Pluto

4
Reviewer's Rating

The overwhelming sentiment when I left the Barbican after seeing ‘Pluto’ was: “This was amazing but I am exhausted!”. I would definitely recommend it to people but they would need to be aware it requires effort. Two-time Olivier Award winner Sidi Larbi Cherkaoui draws his inspiration from the ‘Astro Boy’ – as we know it in the West – manga series and creates a multigenre spectacle the likes of which are not often or easily brought to the stage.

‘Pluto’ is the story of Europol robot police inspector Gesicht as he tries to solve a series of murders of both humans and robots, around the globe. As one after the other the most advanced robots are found murdered along with leading figures in robotics, it all appears to be connected to the recent 39th Central Asian war, when the United States of Thracia bombarded the oligarchic Persia purportedly because of its WMD arsenal creating a sea of destruction, killed civilians and refugees. The parallels are not just glaring but rather blinding and accompanied by a marching band, so as not to miss them. What makes the case even more puzzling is the lack of physical evidence, which points to a robot being the killer, in an era when AI is so advanced that the International Robot Laws give robots equal rights, but when still robots are believed unable to lie, kill or forget.

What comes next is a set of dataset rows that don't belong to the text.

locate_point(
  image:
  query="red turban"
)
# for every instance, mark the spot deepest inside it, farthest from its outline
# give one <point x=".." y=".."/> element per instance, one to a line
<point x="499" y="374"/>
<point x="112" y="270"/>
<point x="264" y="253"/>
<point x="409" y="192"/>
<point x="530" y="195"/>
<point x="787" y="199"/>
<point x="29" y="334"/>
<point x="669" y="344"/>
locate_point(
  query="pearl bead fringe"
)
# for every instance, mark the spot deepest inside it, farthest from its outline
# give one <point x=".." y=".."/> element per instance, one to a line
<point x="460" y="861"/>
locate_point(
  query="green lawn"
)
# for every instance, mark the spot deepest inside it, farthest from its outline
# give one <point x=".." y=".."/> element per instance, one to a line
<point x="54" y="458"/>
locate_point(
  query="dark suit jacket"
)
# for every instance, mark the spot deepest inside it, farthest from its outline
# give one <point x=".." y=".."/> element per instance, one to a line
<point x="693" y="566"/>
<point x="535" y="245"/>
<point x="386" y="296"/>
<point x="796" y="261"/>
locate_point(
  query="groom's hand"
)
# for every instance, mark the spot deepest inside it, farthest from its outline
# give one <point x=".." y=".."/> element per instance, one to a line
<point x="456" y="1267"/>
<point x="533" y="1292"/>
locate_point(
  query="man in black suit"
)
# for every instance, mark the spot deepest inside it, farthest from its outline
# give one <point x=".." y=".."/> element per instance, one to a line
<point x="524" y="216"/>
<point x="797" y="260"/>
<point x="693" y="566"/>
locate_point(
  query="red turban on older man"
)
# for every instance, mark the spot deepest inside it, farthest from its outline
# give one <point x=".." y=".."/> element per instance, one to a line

Where ‘Pluto’ is a triumph is the style and the technique. The show begins with the dissolution of a screen containing images of advanced robots. Taiki Ueda’s designs incorporate projected illustrations; white panels split the action into frames, while white blocks are shuffled into abstract locations – cemeteries, underground laboratories, oriental bazaars and futurist flats; the robots are puppets and the length of the edge of the stage is host to an intricate sculpture of discarded robot parts. Cherkaoui’s suited dancers lend a three-dimensional plasticity to the actors’ emotions and double as scene shifters and puppeteers. But despite the assorted genres involved it is still distinctly manga brought to the stage, the short and frenetic action scenes, the allusions to noh theatre and being wholly performed in Japanese – with English surtitles – leave no room for confusion.

Where ‘Pluto’ needs work, to be accurate, where it needs trimming down is primarily the storyline and to a lesser extent the ethical issues it attempts to tackle.

While pieces begin to fall into place right before the interval after the break the story becomes more and more convoluted with scenes, which could have been easily omitted because they add nothing to the story – like the saccharine “ghost” scenes of Gesicht or the chess scene between Abullah and Dr Tenma – or because they feel perplexing and incomplete since we the audience do not fully comprehend or know how this reality came about or how it is structured – the story with Gesicht’s child, is a good example of that.

The thread that runs through the whole production is the definition of humanity and the ethics of our actions, but adding to that geopolitics and political satire and the challenges lying ahead because of the rapid evolution of technology, in addition to all the visual extravagance, it makes ‘Pluto’ occasionally cumbersome.

But despite all that it is an ambitious project with a marvellous payoff.